3.3. Multidatabase Issues
In building multidatabase systems, one has to consider several issues that may
present as a difficulty. Three of these issues are schema integration, access control,
and query optimization.
3.3.1. Schema Integration
Given a heterogeneous collection of local databases, a multidatabase system should
provide a facility to integrate these databases and be able to produce a global
schema. Ideally, this kind of facility is called an integrator's workbench the output of
which would is composed of the global data dictionary, the global and participation
schemas, the mapping rules, and the auxiliary databases.
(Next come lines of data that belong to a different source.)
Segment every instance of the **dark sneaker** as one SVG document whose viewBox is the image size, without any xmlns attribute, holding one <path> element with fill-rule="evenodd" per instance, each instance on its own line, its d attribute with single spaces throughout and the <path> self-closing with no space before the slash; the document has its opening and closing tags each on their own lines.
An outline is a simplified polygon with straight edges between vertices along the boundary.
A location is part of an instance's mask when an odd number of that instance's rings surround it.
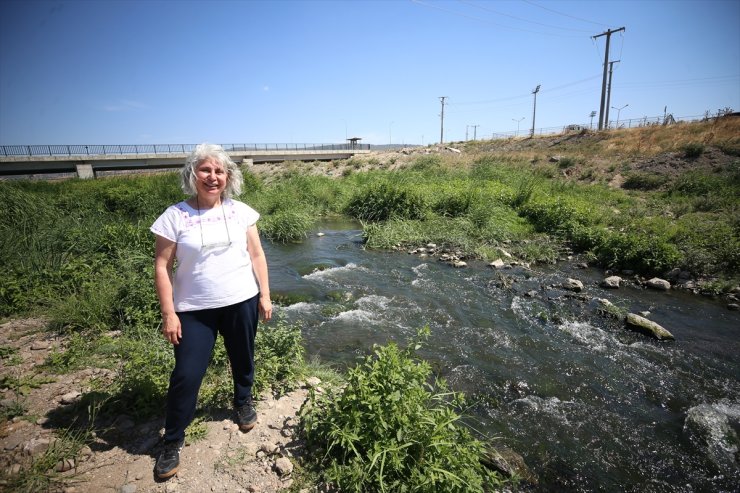
<svg viewBox="0 0 740 493">
<path fill-rule="evenodd" d="M 257 424 L 257 411 L 251 399 L 236 408 L 236 424 L 242 431 L 249 431 Z"/>
<path fill-rule="evenodd" d="M 167 479 L 175 474 L 180 467 L 180 450 L 185 445 L 185 440 L 178 442 L 164 442 L 164 449 L 157 458 L 154 472 L 159 479 Z"/>
</svg>

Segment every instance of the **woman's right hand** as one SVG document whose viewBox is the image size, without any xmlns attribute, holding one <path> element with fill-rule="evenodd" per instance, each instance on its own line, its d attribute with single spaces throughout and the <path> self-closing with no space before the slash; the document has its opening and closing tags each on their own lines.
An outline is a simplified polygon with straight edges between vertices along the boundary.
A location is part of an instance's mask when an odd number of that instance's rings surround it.
<svg viewBox="0 0 740 493">
<path fill-rule="evenodd" d="M 174 345 L 180 344 L 182 338 L 182 326 L 177 313 L 162 314 L 162 335 Z"/>
</svg>

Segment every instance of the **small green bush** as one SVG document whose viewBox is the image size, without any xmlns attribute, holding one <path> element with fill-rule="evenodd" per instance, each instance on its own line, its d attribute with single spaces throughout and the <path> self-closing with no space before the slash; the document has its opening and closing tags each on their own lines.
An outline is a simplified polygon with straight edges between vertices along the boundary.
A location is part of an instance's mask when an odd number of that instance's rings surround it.
<svg viewBox="0 0 740 493">
<path fill-rule="evenodd" d="M 410 169 L 413 171 L 438 171 L 442 167 L 442 157 L 436 154 L 428 154 L 414 159 Z"/>
<path fill-rule="evenodd" d="M 630 173 L 622 188 L 626 190 L 656 190 L 668 182 L 668 177 L 657 173 Z"/>
<path fill-rule="evenodd" d="M 704 154 L 704 144 L 692 142 L 681 147 L 683 155 L 687 159 L 696 159 Z"/>
<path fill-rule="evenodd" d="M 576 160 L 572 157 L 563 157 L 558 160 L 558 168 L 567 169 L 576 165 Z"/>
<path fill-rule="evenodd" d="M 262 236 L 277 243 L 301 241 L 313 226 L 314 221 L 301 210 L 280 210 L 264 216 L 259 223 Z"/>
<path fill-rule="evenodd" d="M 371 184 L 356 193 L 345 207 L 345 213 L 360 221 L 422 219 L 426 210 L 420 193 L 389 182 Z"/>
<path fill-rule="evenodd" d="M 428 337 L 429 329 L 420 331 Z M 312 392 L 301 427 L 328 481 L 342 491 L 483 492 L 501 478 L 481 464 L 483 443 L 455 411 L 461 394 L 430 384 L 420 344 L 376 346 L 342 391 Z"/>
</svg>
However, in order to be
able to design these, it is necessary to first develop a methodology for performing the
integration on which the workbench can be built [BELL92].
Schema integration is a relatively new concept, relating specifically to the
problems associated with distributed databases, in particular the integration of a set
of pre-existing local schemas into a single global schema. Schema integration in a
multidatabase is a complex task. The problems arise from the structural and
semantic differences between the local schemas. These local schemas have been
developed independently following, not only different methodologies, but as well as
different models (e.g. relational model, object model).
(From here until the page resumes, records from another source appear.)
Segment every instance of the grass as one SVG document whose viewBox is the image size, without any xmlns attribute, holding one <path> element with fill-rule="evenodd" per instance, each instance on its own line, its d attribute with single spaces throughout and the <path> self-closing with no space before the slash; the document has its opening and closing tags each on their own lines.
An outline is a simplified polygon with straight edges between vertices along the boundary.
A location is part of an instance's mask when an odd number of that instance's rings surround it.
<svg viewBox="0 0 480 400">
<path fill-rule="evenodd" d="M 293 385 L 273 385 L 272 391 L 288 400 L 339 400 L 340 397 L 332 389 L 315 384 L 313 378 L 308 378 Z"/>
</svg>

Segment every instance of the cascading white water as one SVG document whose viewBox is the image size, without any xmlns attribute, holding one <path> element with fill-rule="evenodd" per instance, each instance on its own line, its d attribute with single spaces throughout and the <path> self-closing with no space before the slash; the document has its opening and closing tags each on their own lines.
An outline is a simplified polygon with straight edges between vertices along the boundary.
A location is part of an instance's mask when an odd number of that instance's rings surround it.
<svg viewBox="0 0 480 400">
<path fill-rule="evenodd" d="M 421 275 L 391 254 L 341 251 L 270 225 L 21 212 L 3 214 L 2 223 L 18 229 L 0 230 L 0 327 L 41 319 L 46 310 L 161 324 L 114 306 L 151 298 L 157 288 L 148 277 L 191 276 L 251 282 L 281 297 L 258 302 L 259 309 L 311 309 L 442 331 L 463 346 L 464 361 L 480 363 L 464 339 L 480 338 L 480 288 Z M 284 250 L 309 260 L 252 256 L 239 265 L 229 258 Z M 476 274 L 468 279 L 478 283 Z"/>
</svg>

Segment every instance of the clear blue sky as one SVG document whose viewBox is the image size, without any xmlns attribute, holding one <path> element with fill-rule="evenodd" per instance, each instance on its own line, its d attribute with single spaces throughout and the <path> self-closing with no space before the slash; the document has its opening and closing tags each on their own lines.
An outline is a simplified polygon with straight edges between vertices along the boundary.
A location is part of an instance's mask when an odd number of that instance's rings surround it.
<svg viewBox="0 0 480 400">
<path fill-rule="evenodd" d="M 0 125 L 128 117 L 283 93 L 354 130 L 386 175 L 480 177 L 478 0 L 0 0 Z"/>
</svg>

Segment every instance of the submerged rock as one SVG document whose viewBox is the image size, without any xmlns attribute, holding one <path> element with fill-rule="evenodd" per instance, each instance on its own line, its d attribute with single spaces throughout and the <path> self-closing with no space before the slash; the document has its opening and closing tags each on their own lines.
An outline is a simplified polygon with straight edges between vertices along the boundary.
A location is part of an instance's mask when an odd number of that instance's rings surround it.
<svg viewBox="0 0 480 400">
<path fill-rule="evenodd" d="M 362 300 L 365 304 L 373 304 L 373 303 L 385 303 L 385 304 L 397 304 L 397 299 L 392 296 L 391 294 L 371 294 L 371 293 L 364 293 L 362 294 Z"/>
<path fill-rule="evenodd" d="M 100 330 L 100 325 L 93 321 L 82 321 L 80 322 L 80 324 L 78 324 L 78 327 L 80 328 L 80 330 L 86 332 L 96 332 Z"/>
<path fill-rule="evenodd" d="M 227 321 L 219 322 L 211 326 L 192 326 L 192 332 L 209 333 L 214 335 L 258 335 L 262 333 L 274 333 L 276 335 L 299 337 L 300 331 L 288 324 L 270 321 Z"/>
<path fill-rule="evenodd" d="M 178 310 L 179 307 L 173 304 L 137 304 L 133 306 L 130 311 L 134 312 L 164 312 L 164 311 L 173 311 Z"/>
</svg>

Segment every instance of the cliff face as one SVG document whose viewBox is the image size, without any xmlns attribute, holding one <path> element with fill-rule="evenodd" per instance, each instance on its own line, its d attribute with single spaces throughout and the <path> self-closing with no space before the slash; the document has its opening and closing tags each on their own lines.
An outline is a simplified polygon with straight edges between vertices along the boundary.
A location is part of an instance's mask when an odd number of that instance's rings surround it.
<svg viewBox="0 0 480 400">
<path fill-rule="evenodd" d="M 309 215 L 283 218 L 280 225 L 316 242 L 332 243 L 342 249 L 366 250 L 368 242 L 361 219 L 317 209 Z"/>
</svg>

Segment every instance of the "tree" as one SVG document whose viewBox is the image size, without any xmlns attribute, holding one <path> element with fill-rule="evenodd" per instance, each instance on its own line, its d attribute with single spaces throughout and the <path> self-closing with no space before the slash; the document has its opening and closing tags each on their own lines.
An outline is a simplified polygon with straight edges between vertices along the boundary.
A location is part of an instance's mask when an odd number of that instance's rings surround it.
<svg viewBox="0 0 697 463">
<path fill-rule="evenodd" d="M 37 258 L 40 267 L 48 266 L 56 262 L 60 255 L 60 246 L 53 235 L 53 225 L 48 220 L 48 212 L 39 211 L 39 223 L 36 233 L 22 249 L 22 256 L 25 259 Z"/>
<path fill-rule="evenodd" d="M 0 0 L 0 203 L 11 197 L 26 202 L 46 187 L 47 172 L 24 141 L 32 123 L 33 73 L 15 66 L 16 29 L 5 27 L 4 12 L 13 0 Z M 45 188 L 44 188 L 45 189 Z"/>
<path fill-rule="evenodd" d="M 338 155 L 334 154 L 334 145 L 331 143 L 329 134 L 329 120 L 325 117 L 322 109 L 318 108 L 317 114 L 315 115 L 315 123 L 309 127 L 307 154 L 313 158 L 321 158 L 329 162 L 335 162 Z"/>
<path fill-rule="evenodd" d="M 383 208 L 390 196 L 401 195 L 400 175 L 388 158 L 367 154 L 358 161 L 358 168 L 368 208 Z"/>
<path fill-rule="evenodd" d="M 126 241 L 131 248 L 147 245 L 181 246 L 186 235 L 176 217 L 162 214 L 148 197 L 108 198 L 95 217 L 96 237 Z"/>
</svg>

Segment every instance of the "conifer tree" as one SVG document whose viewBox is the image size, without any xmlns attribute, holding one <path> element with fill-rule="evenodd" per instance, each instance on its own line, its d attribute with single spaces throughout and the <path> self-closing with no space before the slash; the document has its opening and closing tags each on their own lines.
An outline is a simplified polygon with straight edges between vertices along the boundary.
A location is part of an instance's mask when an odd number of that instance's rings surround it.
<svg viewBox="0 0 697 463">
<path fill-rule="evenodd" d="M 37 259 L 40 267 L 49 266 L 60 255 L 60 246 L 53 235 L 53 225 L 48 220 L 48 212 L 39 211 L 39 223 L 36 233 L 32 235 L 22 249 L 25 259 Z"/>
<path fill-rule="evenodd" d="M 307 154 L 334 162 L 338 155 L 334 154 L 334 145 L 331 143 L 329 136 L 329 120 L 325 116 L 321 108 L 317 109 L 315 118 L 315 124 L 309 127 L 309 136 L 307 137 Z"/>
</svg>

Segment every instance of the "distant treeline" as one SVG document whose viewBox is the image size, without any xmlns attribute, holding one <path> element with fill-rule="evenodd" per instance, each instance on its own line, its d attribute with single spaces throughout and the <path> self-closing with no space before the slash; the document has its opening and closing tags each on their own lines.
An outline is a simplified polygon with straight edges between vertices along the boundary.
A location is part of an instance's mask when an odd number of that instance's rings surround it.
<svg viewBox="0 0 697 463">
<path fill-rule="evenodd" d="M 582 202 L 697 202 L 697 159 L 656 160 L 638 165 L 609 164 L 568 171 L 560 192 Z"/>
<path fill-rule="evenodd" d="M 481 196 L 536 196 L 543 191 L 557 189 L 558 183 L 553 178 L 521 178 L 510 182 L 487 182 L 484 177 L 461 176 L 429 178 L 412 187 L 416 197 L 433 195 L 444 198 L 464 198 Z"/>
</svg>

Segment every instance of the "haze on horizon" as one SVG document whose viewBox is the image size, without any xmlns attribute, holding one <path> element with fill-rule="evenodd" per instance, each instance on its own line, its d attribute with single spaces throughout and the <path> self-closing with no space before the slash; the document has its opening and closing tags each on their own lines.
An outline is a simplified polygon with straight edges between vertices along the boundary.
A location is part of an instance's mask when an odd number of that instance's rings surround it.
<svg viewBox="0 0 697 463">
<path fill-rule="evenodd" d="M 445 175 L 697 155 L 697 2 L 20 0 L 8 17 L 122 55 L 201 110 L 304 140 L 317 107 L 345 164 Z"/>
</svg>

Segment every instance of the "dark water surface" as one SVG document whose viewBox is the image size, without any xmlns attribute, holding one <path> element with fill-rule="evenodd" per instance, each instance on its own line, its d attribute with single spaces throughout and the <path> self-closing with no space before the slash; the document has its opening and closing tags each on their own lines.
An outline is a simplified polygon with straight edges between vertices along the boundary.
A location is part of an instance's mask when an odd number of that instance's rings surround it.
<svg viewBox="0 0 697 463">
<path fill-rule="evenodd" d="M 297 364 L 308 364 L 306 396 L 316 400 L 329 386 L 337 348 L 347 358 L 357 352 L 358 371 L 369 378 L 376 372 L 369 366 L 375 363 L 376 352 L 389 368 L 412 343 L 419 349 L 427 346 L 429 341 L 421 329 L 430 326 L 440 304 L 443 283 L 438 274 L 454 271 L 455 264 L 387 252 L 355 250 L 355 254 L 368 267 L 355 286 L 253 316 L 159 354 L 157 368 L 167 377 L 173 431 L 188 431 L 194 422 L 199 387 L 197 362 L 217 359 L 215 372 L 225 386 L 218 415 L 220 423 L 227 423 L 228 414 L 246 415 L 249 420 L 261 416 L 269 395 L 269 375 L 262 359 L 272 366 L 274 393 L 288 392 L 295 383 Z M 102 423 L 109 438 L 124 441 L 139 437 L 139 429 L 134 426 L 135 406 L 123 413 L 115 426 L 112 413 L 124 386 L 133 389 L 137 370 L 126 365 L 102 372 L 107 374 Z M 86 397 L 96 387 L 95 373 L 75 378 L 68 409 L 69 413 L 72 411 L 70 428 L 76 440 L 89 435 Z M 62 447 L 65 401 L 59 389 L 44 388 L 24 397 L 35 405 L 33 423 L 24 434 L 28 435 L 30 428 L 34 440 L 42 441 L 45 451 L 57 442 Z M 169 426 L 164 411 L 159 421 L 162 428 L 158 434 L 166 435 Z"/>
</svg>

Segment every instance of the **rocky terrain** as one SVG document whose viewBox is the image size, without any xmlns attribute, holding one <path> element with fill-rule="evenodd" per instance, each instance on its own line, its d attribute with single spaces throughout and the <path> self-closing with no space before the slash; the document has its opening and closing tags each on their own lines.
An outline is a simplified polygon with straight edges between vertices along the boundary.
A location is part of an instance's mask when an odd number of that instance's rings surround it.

In dealing with the process of schema integration, there are six major
problems that will be encountered. These are name difference, format difference,
missing data, conflicting values, semantic difference and structural difference.
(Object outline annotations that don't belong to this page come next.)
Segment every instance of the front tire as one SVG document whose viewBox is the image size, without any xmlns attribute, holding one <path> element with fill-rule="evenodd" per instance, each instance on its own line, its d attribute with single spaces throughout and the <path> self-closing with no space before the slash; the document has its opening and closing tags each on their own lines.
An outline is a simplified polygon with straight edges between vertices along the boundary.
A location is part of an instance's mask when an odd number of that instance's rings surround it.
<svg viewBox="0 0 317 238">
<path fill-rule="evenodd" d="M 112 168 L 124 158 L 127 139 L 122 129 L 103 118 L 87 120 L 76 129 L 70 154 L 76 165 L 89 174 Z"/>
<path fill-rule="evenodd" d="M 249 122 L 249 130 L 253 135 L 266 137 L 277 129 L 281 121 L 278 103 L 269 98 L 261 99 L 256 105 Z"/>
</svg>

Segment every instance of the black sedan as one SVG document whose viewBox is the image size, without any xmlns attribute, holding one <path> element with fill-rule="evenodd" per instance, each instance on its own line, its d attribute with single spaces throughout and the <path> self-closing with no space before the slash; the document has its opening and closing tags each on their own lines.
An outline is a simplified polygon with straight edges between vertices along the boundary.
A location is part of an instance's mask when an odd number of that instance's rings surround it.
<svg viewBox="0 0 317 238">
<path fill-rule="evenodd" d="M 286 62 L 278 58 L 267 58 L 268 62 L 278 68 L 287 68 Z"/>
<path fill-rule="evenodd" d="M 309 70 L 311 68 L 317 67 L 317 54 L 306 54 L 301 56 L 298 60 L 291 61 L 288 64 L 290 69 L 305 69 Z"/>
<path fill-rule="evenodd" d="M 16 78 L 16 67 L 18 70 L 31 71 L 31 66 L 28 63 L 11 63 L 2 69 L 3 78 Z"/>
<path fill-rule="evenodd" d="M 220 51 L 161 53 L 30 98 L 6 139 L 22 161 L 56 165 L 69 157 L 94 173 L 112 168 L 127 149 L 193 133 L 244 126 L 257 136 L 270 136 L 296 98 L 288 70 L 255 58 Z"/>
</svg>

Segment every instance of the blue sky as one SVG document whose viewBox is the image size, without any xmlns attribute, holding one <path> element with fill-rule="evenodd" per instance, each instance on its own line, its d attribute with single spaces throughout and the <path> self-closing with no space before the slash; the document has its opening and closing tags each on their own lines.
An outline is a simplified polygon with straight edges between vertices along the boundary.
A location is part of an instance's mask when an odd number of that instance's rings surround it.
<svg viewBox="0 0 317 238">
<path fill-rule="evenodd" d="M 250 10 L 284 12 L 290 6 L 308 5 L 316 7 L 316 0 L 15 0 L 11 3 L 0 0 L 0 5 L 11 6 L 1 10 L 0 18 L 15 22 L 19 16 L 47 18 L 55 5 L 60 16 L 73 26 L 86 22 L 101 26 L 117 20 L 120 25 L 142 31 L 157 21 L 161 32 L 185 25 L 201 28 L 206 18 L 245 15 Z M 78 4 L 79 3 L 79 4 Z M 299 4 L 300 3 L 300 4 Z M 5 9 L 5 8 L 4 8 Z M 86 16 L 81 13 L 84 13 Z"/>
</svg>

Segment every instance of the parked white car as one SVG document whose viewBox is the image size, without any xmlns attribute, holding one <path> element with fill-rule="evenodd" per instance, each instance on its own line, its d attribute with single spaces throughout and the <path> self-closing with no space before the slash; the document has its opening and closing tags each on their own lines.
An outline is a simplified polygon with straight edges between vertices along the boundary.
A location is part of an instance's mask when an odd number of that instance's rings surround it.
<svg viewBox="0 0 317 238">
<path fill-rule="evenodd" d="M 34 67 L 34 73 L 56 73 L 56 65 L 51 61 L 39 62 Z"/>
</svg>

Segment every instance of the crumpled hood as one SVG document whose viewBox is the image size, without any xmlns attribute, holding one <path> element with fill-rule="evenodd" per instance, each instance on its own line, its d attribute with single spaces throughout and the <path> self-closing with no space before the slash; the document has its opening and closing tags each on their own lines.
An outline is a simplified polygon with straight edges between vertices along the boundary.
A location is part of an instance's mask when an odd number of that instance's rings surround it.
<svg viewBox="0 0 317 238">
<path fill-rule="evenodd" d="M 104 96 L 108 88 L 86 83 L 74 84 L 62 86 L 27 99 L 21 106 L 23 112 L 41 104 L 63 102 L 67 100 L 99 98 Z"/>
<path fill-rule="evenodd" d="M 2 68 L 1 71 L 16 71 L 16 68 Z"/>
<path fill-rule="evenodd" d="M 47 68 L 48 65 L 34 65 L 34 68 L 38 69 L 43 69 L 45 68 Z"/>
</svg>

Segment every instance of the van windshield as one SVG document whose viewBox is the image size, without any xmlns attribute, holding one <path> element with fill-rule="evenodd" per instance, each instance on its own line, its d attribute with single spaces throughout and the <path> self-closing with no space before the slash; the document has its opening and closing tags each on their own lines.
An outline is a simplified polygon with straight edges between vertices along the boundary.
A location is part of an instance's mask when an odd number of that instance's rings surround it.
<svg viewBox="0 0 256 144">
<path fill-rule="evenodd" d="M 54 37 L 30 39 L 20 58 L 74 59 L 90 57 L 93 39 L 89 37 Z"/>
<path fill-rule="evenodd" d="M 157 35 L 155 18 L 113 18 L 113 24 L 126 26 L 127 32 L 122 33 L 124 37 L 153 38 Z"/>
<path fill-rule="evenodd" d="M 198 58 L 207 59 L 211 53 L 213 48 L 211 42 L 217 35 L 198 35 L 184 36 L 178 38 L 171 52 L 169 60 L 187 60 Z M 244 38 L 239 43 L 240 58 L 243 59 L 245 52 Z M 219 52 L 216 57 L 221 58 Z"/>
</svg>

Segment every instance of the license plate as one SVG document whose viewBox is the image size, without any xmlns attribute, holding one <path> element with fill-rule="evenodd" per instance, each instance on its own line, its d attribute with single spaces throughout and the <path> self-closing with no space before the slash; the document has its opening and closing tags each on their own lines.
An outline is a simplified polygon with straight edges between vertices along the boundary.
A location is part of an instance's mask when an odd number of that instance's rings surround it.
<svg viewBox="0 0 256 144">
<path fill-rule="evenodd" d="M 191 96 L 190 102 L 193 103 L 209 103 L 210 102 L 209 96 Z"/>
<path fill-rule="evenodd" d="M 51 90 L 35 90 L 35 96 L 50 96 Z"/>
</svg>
Name differences occur when two semantically equivalent data items located
in different DBMSs are named differently or two semantically not equivalent data
items in different DBMSs are named the same. Format differences include
differences in data type, domain, scale, precision, and item combinations. Missing or
conflicting data is the most complex one and can cause serious data lost to the
database system. This occurs when two database systems have a data item that refers
to the same real-world object but their actual data values are conflicting. This is due
to incomplete updates, system error, or insufficient demand for such data.

3-15
Semantic differences occur when two attributes of the same name, belonging
to relations of the same name, can have different meanings. Structural differences
refer to data items with the same semantic meaning in various DBMSs but are
structured differently.
3.3.2. Access Control
Access control provides local Database Management Systems (DBMSs) the power to
prevent unauthorized access or malicious destruction of its databases, in this case,
from Multidatabase Systems (MDBSs) [WANG87]. This would not only include
controlling access in the local DBMSs at each site, but also controlling and
coordinating access to data at multiple sites for multi-site queries.
Two types of access control mechanisms are Control-Independent and
Content-Dependent access control. Control-Independent access controls are defined
over the basis data objects supported by the DBMS. Each access rule is of the form
subject/object/privilege, which means that the subject has that privilege over that
object. If access is granted to a database object to the user in the global model, there
should also be a corresponding grant that must be issued in the local model for that
database object. This maintains consistency between the local and global models
[WANG87].
Content-Dependent access controls, however, base their decisions of whether
to allow access or not on the values of the data in the database. Given the example by
[WANG87], an instructor may be allowed to see a student's record only if he/she is
the advisor of that student. Relational DBMSs are Content-Dependent uses views to
implement access control. Content-Dependent access control policies are more
difficult to enforce than Content-Independent policies because the data required to
make an access decision may reside at any site of the system.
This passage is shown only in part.